FORTUNE — Last month the Association for Unmanned Vehicle Systems International, the unmanned systems industry’s largest trade organization, released its first economic study detailing just how an expected $82 billion in economic impacts resulting from the integration of unmanned aerial systems (UAS) into the national airspace will be spread across the 50 states. But perhaps “detailing” is the wrong word. While the report is arguably the most thorough examination of the burgeoning drone industry’s potential economic impacts to date, even the report’s own author admits the UAS industry remains so nascent that the data necessary to make comprehensive projections simply doesn’t yet exist.

“Assuming the FAA does come up with a set of rules in the next two or three years and we get this thing rolling, here are the things that I’m pretty sure of,” says Darryl Jenkins, a 30-year veteran of the aerospace industry who now serves as an airline analyst as well as the co-author of AUVSI’s UAS economic impact report. “We’ll probably start off with exponential growth over a three- to six-year period. After that the growth rate will level off — it will continue to grow at a faster rate than the economy in general, but it will be slower than it was in the initial years. Those are the things that I’m real sure of. After that a lot of uncertainty comes into the picture.”

Indeed, uncertainties abound in the UAS space. Under a Congressional mandate handed down last year, the Federal Aviation Administration is required to integrate small UAS for civilian and commercial applications into the national airspace by end of Q3 2015, essentially opening up American skies to swarms of unmanned systems. (The FAA has projected that 30,000 UAS will be flying by 2020 — although what data it used to come up with such a number remains unclear.) But there’s no guarantee the FAA will meet that deadline, or what additional restrictions might be placed upon civilian and commercial UAS when they are finally integrated into civilian skies.

MORE: 9 states poised to dominate the drone economy

Then there’s the staggering lack of end-user data. In the history of aviation there’s never been anything like UAS, and until civilian and commercial UAS are allowed to fly it’s impossible to know just exactly how — or by whom — they will be employed. And without data on UAS usage and applications — or even how they will be regulated — it’s difficult to project how and where the future of the UAS industry will take shape.

Difficult, but not impossible. While hard, numeric data may be scarce, various intangibles and other useful indicators — existing aerospace industry infrastructure, education, and workforce training in UAS engineering and operation, existing government and military research facilities, state-by-state policies, and legislative attitudes toward UAS — paint a fairly clear (if not comprehensive) picture of how the UAS industry can be expected to shape up over the next several years.

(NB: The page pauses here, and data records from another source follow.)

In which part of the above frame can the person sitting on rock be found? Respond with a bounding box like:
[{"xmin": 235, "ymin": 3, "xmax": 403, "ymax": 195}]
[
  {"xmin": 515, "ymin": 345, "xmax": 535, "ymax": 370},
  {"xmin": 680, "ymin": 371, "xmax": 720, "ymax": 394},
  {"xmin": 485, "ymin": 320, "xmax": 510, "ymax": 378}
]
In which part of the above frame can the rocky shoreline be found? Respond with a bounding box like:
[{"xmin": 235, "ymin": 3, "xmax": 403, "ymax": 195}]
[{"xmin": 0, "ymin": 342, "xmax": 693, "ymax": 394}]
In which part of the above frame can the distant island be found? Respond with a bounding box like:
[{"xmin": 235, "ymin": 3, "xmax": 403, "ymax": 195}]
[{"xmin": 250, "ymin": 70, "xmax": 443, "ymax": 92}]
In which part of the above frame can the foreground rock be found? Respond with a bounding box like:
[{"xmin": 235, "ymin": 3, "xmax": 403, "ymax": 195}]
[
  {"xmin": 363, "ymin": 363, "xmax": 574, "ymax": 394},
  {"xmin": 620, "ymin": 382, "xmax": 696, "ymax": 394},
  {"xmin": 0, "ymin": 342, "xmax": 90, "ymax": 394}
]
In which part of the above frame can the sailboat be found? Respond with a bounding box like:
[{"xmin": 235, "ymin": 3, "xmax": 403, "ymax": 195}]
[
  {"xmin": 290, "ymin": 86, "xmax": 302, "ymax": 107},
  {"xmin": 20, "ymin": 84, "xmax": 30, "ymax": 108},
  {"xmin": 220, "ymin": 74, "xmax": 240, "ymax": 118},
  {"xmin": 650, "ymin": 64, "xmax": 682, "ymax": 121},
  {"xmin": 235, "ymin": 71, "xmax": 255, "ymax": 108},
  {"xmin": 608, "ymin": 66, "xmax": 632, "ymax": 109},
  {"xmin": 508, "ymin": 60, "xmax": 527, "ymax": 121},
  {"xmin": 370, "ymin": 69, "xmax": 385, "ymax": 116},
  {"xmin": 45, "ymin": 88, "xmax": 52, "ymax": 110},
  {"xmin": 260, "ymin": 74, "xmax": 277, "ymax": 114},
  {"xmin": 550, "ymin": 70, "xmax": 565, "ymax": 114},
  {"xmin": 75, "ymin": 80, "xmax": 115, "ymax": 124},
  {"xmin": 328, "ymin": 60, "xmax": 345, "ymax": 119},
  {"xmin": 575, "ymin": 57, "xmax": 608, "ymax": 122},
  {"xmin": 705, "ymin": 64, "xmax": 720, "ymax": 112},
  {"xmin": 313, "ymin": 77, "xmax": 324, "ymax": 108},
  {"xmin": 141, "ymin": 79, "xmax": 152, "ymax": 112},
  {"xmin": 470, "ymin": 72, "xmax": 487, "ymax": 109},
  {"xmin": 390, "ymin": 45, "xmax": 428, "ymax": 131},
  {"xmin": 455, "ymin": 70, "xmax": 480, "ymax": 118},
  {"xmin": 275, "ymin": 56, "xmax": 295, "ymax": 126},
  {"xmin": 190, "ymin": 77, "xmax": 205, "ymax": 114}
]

There are still plenty of variables that could shake up the UAS landscape, not least of which is the FAA, which will certify six federally-sanctioned UAS test sites across the nation sometime before the end of the year (each test site is expected to draw significant R&D investment to its host state, and there are currently 37 states competing for those six certifications). But by recognizing those variables and factoring in the many intangibles as well as the hard data that is increasingly available, it’s possible to begin visualizing where the drone economy lives now, and where it’s likely going to live in the future.